GNOME Bugzilla – Bug 729314
ogg: sample-accurate decoding/encoding is broken
Last modified: 2014-10-30 15:15:32 UTC
Created attachment 275522 [details] 8 second 440 Hz sine wave with 44.1 kHz sample rate, generated by Audacity The simple pipeline hangs forever with the attached ogg file: $ gst-launch-1.0 filesrc location=sine.ogg ! decodebin ! vorbisenc ! oggmux ! filesink location=output.ogg Setting pipeline to PAUSED ... Pipeline is PREROLLING ... Redistribute latency... Pipeline is PREROLLED ... Setting pipeline to PLAYING ... New clock: GstSystemClock The input ogg file is an 8 second 440 Hz sine wave with 44.1 kHz sample rate that was generated by Audacity. slomo and thiblahute helped identify the problem on IRC: < thiblahute> Transcoding stalls at 7.6 secs with that sample and no EOS ever < slomo> yeah, EOS goes out of vorbisenc but not fruther < slomo> oggmux broken < stefanha> The number of samples in that file is 352800 / 44100 < stefanha> = 8s < slomo> but last buffer out of vorbisenc is: /GstPipeline:pipeline0/GstIdentity:identity0: last-message = chain ******* (identity0:sink) (76 bytes, dts: 0:00:08.000725623, pts:0:00:08.000725623, duration: 0:00:00.002902494, offset: 8003628118, offset_end: 352960, flags: 00000000 ) 0x7fa7f0050990 < slomo> last buffer into vorbisenc is: /GstPipeline:pipeline0/GstIdentity:identity0: last-message = chain ******* (identity0:sink) (4096 bytes, dts: none, pts:0:00:07.976780045, duration: 0:00:00.023219955, offset: -1, offset_end: -1, flags: 00000000 ) 0x7f26ec053070 < slomo> so there's your problem < slomo> (maybe) < slomo> vorbis like all the other codecs has a fixed block size, but iirc it has metadata to get rid of the added samples when decoding < slomo> last buffer if decoding directly again: /GstPipeline:pipeline0/GstFakeSink:fakesink0: last-message = chain ******* (fakesink0:sink) (3972 bytes, dts: none, pts: 0:00:07.977505668, duration: 0:00:00.022494332, offset: -1, offset_end: -1, flags: 00004000 tag-memory ) 0x7f4c84052cd0 < slomo> so looking at this, it seems data is actually lost < slomo> 1411840 bytes for just decoding the file, 1411204 bytes for encoding and decoding again < stefanha> If you count the number of samples it should be 352800 < slomo> so two bugs here, oggmux broken and something else ;) can someone put that into bugzilla please? < slomo> 352960 samples for decoding directly, 352801 for reencoding < slomo> (4 bytes per sample in the numbers above) < stefanha> :/ < slomo> so definitely something wrong here :)

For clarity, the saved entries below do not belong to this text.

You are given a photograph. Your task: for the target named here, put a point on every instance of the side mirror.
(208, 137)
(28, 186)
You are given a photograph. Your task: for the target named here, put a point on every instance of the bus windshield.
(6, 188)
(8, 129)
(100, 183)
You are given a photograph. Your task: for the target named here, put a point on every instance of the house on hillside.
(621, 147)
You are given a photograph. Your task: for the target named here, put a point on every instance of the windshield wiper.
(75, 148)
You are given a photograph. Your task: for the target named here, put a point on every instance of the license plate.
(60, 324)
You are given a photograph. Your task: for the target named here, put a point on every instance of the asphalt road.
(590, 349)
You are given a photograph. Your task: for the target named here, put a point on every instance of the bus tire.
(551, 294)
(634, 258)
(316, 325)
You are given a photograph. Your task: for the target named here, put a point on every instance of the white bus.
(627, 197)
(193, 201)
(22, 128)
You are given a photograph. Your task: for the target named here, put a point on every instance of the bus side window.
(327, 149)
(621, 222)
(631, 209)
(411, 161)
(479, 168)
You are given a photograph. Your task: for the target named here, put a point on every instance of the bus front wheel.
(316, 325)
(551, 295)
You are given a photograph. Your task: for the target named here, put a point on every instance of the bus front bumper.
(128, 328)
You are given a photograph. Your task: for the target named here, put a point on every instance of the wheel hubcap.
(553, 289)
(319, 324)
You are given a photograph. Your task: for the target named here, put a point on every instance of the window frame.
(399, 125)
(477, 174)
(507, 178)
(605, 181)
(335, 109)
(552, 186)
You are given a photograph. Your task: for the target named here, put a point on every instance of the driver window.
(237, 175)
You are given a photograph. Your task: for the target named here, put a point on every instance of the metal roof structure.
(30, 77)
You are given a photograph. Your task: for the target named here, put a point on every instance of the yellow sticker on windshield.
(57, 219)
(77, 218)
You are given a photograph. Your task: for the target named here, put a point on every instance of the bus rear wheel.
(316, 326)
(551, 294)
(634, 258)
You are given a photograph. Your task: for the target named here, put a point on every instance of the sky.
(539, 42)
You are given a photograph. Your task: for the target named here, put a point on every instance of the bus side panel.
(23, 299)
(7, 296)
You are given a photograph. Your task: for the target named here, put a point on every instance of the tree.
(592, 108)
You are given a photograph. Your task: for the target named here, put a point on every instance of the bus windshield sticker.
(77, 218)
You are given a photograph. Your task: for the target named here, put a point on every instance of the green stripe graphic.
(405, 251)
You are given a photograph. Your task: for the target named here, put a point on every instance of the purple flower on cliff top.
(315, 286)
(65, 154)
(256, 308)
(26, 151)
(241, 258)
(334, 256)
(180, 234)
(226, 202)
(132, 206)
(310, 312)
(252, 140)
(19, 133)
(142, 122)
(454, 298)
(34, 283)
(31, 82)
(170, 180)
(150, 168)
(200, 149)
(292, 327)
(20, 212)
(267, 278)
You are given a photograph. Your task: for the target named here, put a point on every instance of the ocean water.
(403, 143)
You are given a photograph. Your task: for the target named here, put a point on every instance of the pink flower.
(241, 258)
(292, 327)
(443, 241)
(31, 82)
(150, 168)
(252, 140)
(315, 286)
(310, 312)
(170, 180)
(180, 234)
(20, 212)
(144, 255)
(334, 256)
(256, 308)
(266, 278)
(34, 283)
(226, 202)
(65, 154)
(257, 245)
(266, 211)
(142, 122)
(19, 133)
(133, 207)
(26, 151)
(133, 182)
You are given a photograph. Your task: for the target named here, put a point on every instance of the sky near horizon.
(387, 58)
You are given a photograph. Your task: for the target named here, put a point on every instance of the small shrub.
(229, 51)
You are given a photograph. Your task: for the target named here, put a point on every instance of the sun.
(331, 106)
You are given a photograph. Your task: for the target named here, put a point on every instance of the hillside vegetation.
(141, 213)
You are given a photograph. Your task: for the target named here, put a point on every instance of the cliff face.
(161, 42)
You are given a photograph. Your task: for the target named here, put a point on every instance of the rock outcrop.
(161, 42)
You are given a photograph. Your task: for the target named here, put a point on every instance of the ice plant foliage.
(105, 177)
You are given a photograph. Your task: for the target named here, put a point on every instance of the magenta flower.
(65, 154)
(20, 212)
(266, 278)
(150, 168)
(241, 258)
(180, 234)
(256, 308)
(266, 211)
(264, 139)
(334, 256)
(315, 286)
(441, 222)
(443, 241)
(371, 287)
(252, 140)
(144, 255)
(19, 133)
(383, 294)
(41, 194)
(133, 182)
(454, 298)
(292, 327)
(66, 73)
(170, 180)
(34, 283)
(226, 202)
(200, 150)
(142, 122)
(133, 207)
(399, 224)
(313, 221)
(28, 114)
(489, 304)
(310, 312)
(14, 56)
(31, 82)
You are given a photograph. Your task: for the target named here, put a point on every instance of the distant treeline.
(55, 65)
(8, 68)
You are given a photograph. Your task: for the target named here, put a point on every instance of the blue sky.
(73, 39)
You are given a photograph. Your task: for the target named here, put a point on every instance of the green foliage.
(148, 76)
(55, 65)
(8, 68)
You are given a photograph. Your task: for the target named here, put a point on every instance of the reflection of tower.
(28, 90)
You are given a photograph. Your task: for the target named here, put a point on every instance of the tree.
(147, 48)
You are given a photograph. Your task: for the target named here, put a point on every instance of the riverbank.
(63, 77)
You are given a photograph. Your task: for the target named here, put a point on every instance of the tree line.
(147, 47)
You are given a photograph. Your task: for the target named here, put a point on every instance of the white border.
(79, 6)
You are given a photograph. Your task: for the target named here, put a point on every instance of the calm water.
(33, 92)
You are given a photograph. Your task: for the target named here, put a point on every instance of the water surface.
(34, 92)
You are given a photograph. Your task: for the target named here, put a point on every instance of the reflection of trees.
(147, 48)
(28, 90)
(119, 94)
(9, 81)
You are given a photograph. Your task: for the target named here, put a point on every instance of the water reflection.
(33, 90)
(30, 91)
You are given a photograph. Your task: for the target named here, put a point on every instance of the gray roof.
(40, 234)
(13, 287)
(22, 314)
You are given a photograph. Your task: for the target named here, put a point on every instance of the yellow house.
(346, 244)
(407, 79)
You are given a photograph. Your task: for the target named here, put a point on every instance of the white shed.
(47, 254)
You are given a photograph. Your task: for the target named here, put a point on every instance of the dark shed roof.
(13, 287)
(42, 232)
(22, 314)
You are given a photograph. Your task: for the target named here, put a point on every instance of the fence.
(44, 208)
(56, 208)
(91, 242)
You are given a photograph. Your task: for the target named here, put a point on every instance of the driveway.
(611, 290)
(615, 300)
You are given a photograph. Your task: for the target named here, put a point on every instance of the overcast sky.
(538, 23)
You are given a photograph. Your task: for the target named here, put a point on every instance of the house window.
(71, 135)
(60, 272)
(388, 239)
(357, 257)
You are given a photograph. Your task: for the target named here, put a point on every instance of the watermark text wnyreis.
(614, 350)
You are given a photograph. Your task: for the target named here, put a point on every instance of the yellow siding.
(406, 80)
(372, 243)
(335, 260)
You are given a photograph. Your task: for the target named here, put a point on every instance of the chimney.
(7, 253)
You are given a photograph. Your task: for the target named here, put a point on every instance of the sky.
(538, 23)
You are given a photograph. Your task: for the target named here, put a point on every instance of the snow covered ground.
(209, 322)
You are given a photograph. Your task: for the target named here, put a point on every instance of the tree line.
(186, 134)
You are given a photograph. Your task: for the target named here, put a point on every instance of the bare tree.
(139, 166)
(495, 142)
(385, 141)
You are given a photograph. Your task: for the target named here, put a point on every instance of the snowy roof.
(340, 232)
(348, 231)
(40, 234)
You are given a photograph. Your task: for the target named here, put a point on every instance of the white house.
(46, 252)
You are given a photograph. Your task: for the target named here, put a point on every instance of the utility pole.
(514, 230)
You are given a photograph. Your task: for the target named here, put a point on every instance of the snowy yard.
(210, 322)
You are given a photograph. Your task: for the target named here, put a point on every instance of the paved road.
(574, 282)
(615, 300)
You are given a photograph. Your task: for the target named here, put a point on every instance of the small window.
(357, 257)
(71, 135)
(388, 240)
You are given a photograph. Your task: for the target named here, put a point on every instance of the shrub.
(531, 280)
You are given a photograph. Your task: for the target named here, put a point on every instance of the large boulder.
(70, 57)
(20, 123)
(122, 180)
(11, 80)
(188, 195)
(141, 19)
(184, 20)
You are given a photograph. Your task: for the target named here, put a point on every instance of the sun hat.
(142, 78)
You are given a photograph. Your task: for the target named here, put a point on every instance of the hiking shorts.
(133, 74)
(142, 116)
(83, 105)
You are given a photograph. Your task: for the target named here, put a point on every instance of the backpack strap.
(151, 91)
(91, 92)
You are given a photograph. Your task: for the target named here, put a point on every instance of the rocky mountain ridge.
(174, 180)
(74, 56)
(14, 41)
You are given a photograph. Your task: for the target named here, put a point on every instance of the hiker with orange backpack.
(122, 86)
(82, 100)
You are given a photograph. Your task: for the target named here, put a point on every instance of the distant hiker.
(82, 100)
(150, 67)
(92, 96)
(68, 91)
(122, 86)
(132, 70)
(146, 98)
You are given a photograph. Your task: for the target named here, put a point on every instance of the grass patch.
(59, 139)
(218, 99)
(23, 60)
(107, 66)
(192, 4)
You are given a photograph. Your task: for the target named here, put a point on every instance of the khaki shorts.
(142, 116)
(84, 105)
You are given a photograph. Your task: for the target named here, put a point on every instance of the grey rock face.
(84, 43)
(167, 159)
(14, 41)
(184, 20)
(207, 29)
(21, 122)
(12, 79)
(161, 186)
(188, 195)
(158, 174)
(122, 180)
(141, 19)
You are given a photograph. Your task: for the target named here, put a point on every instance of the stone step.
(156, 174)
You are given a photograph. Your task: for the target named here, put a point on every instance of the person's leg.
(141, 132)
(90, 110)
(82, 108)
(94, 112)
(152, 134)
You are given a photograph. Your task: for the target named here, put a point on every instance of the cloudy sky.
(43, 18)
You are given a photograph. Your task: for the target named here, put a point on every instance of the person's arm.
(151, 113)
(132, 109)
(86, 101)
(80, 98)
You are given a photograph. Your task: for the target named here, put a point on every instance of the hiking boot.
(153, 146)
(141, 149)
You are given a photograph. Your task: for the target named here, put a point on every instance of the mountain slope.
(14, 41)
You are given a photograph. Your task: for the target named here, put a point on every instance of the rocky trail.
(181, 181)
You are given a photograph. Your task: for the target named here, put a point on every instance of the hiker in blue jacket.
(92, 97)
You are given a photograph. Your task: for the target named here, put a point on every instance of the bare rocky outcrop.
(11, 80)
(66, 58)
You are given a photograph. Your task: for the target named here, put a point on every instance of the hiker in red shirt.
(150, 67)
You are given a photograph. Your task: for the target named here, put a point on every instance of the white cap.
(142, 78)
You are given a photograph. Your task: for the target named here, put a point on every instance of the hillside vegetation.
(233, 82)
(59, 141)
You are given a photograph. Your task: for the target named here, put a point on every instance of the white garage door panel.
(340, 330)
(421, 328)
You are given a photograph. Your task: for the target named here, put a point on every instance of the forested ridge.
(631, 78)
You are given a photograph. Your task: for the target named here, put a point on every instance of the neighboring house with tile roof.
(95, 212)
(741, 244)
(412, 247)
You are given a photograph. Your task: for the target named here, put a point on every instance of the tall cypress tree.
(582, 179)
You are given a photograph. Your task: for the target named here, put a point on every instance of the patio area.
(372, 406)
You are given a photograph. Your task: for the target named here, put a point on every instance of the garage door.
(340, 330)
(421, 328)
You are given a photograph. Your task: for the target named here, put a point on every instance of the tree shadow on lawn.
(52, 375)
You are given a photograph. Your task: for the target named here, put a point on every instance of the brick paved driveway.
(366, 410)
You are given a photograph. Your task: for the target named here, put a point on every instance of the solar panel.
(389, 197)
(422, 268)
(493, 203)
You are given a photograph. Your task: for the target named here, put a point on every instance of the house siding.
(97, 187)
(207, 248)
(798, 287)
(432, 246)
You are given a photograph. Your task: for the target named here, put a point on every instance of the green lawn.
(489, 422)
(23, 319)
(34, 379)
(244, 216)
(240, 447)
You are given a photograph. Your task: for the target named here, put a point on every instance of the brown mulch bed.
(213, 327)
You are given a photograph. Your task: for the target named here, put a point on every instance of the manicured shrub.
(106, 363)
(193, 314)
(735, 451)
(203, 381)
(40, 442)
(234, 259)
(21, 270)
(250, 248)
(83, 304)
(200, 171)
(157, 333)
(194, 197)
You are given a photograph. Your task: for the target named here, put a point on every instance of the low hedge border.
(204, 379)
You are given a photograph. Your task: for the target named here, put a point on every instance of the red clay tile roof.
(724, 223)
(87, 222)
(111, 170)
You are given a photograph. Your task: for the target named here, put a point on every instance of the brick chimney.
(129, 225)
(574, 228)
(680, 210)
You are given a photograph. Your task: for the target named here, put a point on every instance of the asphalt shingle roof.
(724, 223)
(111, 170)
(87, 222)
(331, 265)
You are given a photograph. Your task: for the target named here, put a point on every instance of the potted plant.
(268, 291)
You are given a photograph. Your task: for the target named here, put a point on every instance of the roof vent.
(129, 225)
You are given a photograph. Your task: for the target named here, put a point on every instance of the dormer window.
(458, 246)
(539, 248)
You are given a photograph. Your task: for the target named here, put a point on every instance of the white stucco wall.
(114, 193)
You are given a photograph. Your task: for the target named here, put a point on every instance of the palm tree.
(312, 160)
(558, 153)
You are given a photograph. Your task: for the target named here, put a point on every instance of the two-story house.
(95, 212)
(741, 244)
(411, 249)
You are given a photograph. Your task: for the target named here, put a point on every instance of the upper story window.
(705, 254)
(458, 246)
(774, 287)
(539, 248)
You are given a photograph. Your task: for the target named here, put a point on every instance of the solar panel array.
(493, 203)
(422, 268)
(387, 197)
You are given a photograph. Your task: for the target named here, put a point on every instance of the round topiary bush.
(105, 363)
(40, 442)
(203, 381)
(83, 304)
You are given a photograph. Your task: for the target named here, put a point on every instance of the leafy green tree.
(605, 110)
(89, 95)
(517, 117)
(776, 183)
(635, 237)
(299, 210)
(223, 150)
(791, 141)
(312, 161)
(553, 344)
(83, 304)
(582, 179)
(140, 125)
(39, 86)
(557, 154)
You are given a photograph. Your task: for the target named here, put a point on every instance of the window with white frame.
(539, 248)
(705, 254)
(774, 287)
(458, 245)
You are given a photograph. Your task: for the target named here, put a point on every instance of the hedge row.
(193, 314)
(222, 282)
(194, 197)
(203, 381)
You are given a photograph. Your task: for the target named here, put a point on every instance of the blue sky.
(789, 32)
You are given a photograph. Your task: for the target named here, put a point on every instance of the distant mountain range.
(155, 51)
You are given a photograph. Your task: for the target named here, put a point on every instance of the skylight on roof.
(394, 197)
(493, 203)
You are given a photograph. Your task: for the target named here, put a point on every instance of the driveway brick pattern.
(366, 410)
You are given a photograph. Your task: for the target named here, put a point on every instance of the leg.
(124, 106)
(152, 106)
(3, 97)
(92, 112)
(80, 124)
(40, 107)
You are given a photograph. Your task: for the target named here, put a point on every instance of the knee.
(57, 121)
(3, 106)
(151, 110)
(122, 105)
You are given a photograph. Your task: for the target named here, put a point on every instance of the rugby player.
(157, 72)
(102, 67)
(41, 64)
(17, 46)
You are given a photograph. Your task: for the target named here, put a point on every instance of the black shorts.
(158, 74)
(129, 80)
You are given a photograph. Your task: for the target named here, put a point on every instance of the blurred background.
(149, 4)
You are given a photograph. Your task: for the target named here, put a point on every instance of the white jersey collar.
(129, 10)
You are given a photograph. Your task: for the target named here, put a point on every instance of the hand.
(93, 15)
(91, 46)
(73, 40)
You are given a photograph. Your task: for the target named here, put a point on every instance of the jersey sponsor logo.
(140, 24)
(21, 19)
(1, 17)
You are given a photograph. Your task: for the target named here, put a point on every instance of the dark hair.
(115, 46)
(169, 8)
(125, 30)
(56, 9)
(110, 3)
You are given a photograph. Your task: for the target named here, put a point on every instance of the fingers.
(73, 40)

For the record, since I started on the oggmux issue, and went on bisecting as it worked for me, the oggmux part of this is fixed in https://bugzilla.gnome.org/show_bug.cgi?id=729315.
The first bug is kind of shared between oggdemux and vorbisdec. The sample's last buffer has 1024 samples, but the 160 last ones are clipped. However, vorbisdec does not know the buffer is the last one, so does not tell libvorbis about it, so libvorbis does not clip them. GStreamer relies on segment clipping to clip these samples. When the segment has an indefinite end, no clipping will occur. When it has, the sampes will still not be clipped because oggdemux calculates the start time of the buffer from the end time minus the duration. Since clipped samples are expressed by the granulepos, this means oggdemux will timestamp the last buffer as starting before its actual start time, creating both a timestamp discontinuity and causing those end samples to be not clipped. The good fix would be to let oggdemux tell vorbisdec a packet is an EOS packet. It has that information, but it is discarded when pushing packets downstream. One could use a custom buffer flag, or a GstMeta for this. These would be Ogg specific I guess, since they are for the e_o_s flag in Ogg packets. Comments on whether this is acceptable, or if there is another preferred way to convey this information ? The second bug I've not looked at yet, but since there is a single sample off, I reckon it's something scaling and not rounding in vorbisenc.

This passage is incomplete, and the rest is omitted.